ANKARA / DAMASCUS
The fragile Syrian cease-fire process is strengthened by calls from international community including Ankara as violence across the country persists
Russia’s destroyer-class warship Smetlivy, which patrolled waters off the coast of Syria in April and May, passes through the Dardanelles. AA photo
Turkey called for all sides involved in the Syrian conflict to observe a cease-fire during the Eid al-Adha next week. Both Syrian forces and rebels should end hostilities “at least” through the four-day Eid al-Adha holiday that begins Oct. 26, Foreign Minister Ahmet Davutoğlu
told reporters Oct. 19.
“It is especially important for the Syrian regime, which has dropped bombs on its people with planes and helicopters, to halt these attacks immediately and without preconditions. We do hope that the Syrian regime will listen to the call of the international community and suspend attacks during Eid al-Adha,” Davutoğlu said.

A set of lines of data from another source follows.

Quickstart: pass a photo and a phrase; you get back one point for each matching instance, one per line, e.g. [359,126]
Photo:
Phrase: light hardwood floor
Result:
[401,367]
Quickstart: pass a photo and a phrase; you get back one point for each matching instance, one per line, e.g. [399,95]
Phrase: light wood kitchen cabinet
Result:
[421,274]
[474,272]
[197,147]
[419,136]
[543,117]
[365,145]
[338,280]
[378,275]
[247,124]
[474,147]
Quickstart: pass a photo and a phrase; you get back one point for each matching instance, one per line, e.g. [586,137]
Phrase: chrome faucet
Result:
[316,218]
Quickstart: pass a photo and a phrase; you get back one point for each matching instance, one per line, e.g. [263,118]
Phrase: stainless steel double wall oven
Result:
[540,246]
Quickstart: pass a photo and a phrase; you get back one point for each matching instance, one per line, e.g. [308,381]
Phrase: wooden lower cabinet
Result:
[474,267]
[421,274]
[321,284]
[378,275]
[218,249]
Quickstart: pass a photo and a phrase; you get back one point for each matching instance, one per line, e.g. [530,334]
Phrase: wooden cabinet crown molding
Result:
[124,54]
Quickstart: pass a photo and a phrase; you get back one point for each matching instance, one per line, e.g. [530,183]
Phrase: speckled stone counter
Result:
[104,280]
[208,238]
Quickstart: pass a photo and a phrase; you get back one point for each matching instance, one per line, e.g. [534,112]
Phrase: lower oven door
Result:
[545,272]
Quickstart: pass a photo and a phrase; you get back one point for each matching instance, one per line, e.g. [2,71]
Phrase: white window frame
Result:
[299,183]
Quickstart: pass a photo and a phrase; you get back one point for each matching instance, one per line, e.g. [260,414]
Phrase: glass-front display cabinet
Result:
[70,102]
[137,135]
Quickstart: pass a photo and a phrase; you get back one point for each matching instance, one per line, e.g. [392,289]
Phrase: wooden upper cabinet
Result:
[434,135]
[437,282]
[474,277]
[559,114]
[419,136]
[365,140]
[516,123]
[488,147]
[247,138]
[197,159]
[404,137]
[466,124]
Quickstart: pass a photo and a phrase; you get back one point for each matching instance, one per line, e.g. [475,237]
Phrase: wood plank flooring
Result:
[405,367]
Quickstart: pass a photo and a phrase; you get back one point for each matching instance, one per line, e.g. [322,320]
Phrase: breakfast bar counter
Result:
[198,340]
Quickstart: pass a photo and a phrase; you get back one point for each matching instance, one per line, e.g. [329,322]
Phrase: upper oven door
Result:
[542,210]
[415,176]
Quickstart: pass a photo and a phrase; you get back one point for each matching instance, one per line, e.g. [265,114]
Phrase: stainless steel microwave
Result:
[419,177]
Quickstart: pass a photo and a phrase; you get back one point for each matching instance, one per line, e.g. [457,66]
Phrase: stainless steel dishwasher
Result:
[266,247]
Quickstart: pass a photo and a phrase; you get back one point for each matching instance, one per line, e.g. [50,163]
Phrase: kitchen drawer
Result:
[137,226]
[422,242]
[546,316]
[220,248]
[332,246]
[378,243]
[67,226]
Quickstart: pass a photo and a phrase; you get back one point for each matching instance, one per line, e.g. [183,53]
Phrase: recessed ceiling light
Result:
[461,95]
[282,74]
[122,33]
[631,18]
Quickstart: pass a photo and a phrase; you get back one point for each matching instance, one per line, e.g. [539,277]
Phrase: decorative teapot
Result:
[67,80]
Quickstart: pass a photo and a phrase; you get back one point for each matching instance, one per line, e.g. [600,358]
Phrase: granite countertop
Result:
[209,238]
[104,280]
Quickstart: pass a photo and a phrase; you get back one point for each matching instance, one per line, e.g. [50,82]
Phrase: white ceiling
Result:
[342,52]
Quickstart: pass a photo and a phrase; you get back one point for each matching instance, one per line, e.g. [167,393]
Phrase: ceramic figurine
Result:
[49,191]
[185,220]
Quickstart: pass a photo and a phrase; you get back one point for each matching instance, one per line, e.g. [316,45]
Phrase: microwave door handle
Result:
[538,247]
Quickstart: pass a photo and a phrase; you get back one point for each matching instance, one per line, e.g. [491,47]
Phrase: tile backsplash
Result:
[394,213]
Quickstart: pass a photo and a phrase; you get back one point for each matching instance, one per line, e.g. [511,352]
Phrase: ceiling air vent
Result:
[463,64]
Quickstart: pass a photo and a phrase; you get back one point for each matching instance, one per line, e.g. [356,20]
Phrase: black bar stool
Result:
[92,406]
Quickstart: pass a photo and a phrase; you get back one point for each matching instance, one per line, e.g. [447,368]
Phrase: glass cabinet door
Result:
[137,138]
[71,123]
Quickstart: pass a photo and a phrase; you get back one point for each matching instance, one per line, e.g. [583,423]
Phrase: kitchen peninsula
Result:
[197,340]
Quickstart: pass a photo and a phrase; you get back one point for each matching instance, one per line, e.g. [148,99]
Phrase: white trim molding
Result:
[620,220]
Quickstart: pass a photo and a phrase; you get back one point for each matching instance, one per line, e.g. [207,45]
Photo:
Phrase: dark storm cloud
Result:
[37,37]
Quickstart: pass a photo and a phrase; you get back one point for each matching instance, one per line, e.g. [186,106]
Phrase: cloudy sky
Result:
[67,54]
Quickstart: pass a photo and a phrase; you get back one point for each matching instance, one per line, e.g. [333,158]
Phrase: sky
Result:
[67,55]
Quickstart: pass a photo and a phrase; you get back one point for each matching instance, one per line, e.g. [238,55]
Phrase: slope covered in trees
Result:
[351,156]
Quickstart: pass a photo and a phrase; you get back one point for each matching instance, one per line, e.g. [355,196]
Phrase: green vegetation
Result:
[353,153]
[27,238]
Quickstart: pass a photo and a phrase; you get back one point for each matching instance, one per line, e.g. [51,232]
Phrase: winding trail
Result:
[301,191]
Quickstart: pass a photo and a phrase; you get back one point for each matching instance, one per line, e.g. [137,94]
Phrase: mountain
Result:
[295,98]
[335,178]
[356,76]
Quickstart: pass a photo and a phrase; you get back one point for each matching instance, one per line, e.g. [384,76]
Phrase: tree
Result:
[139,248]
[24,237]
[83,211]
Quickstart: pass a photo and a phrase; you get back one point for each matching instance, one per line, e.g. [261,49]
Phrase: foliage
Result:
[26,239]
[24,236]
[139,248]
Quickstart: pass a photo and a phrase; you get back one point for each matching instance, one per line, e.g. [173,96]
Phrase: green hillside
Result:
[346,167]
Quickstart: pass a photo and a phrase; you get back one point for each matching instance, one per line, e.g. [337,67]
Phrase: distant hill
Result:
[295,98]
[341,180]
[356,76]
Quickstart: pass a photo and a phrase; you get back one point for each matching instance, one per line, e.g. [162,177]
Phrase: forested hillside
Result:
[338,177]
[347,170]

During a visit to Istanbul by the Joint U.N. and Arab League Special Envoy on Syria Lakhdar Brahimi, Secretary General of the Arab League Nabil al-Arabi, Brahimi and Davutoğlu discussed the issue of a Syrian cease-fire through Eid al-Adha, the minister said. Citing Prime Minister Recep Tayyip Erdoğan’s recent meeting with the Iranian President Mahmoud Ahmadinejad, Davutoğlu said Turkey was in agreement with Iran
on the truce.
“Now the next step taken by the Syrian regime on the issue carries great importance. The situation would become clear when Brahimi visits Syria,” Davutoğlu said. Meanwhile, Brahimi arrived in Damascus to talk about the details of the cease-fire.

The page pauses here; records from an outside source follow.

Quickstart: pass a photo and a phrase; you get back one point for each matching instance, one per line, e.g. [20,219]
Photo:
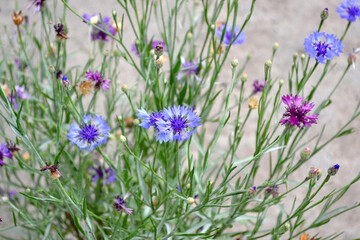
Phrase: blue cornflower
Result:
[4,152]
[92,132]
[176,123]
[228,32]
[107,175]
[321,51]
[349,9]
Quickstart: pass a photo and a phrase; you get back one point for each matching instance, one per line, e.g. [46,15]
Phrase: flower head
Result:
[333,170]
[96,34]
[92,132]
[258,86]
[54,170]
[98,80]
[4,152]
[227,32]
[120,204]
[296,112]
[321,51]
[107,175]
[39,4]
[349,9]
[175,123]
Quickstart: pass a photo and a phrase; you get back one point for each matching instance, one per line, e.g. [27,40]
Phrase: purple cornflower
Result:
[258,86]
[97,78]
[120,204]
[4,152]
[176,123]
[296,112]
[322,51]
[96,34]
[106,174]
[349,9]
[39,4]
[92,132]
[228,32]
[189,69]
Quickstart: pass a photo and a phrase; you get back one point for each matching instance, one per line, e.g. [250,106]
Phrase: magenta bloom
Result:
[97,78]
[258,86]
[120,204]
[296,112]
[4,152]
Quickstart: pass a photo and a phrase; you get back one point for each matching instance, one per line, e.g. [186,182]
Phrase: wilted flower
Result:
[106,175]
[60,32]
[98,80]
[349,9]
[176,123]
[258,86]
[54,172]
[189,69]
[4,152]
[39,4]
[321,51]
[96,34]
[333,170]
[86,87]
[296,112]
[17,17]
[92,132]
[120,204]
[273,190]
[253,102]
[228,34]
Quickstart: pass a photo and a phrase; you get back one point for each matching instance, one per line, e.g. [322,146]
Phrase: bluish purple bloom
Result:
[296,112]
[120,204]
[321,51]
[96,34]
[258,86]
[97,78]
[228,32]
[189,69]
[39,4]
[92,132]
[4,152]
[349,9]
[107,175]
[175,123]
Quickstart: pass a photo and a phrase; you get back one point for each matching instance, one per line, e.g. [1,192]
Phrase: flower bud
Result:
[315,173]
[305,154]
[244,77]
[17,17]
[51,69]
[122,138]
[275,46]
[333,170]
[234,62]
[124,88]
[253,102]
[159,50]
[268,63]
[324,14]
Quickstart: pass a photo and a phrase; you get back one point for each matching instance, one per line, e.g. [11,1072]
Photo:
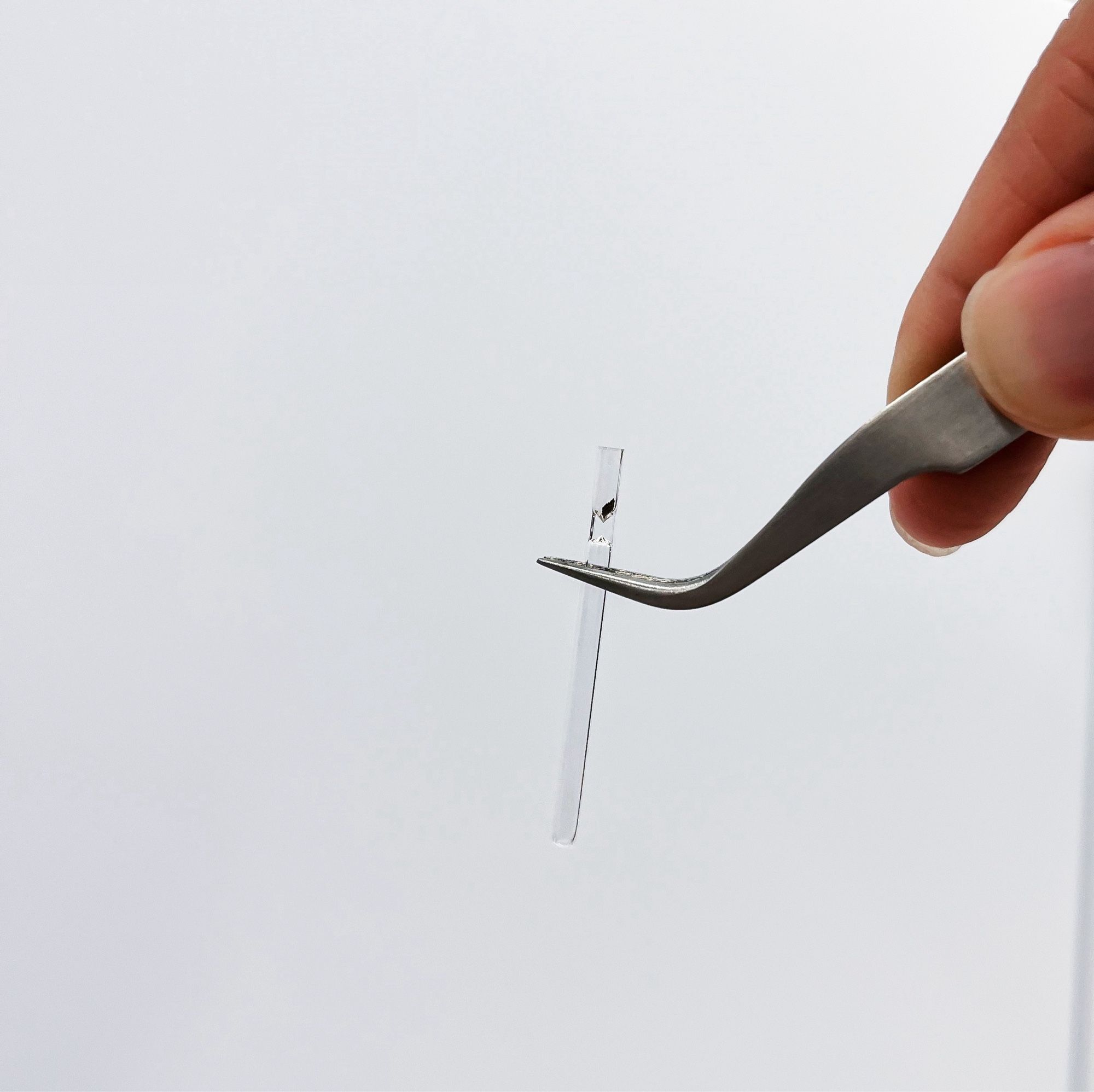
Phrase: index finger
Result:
[1042,161]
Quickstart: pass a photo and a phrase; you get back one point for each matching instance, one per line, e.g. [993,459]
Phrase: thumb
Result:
[1029,331]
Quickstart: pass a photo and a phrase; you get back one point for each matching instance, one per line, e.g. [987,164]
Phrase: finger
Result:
[1042,161]
[1029,330]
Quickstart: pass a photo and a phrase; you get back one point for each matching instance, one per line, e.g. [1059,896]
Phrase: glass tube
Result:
[590,624]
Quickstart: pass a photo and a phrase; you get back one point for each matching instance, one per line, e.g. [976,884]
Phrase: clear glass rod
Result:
[590,624]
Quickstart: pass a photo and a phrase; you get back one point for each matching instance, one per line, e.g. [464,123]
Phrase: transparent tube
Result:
[590,625]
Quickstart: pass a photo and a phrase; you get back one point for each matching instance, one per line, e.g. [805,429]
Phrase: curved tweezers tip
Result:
[945,424]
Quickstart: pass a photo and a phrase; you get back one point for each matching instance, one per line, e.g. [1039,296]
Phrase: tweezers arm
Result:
[944,424]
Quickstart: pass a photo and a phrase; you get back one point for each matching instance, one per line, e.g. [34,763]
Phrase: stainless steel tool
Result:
[944,424]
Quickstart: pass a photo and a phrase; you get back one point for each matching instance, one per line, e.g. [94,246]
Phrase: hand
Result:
[1014,282]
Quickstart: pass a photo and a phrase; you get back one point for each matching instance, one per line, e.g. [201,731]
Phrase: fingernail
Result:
[1029,330]
[923,547]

Egypt also called for a cease-fire, President Mohamed Morsi’s office said in a statement. Germany, a member of the U.N. Security Council, added its support for a temporary cease-fire. Three Syrian shells
“This would be an important humanitarian glimmer of hope for people in Syria,” Foreign Minister Guido Westerwelle said in a statement. Amid calls from leaders, Turkish artillery struck back at Syria on Oct. 19 after three Syrian shells landed in Turkish territory, according to Doğan news agency. The shells fell into an empty field in Hatay province near the Syrian border.
Turkey has been retaliating systematically on each occasion that its border with Syria has been breached by mortar bombs or shells since Syrian fire killed five Turkish citizens on Oct. 3. In Brussels, EU leaders strongly condemned the recent Syrian shellings of Turkish border territories and stressed the need to prevent escalation.
The incident came a day after the army staged a new military drill near Syria border. The exercise took place in Suruç near Şanlıurfa province and involved mostly tanks.
On the ground, Syrian jets hammered a rebel town on Oct. 19 on the second day of an assault in which the regime is accused of using cluster bombs. Rebels and loyalists of President Bashar al-Assad locked in battle for the northwestern town of Maaret al-Numan on the highway linking Syria’s two biggest cities. Rebels showed debris from cluster bombs which they accused the air force of dropping on residential areas, as well as dozens of other bomblets that failed to explode on impact. Human Rights Watch has accused Syria of using cluster bombs, a charge denied by the military which insists it does not possess them.